Establishment of eucalypt plantations in Western Australia began in the late 1980s with the introduction of Tasmanian blue gum (Eucalyptus globulus) for the production of pulpwood used in the manufacture of paper products.
In more recent times the hardwood plantations industry has expanded to include a variety of species for different products, such as sugar gum (Eucalyptus cladocalyx) for sawlogs and oil mallees for carbon sequestration and biomass for fuel. The introduction of farm forestry has also meant that many of these tree crops are being integrated into the farming landscape providing a range of environmental and on-farm benefits.
Since the late 1980s, vast areas of Tasmanian blue gum have been planted by the State Government and private investors to produce pulpwood for high quality paper manufacture in Asia. These plantations occur throughout the south western and southern coastal areas of the State and the timber is exported as woodchips from Albany and Bunbury.
Towards the late 1990s, a variety of different eucalypt species were being established in farm forestry trials and projects throughout the State’s South West, Wheatbelt and South Coast regions. These species included sugar gum, Sydney blue gum (Eucalyptus saligna), spotted gum (Corymbia maculata), flooded gum (Eucalyptus grandis) and southern mahogany (Eucalyptus botryoides) as well as Tasmanian blue gum.

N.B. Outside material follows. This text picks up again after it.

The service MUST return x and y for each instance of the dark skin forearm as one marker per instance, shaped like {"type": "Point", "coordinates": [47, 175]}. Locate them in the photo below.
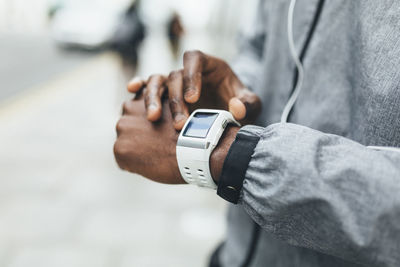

Mallees are a group of hardy eucalypt species well adapted to Western Australia's lower rainfall agricultural areas and have been used in many carbon sequestration projects. The primary species planted in Western Australia are:
- Eucalyptus loxophleba
- Eucalyptus polybractea
- Eucalyptus kochii.
More than 14,000 hectares of oil mallees have been planted across the Wheatbelt landscape, mostly in belts intergrated with existing farming activities to develop an industry producing eucalyptus oil and biomass for energy production.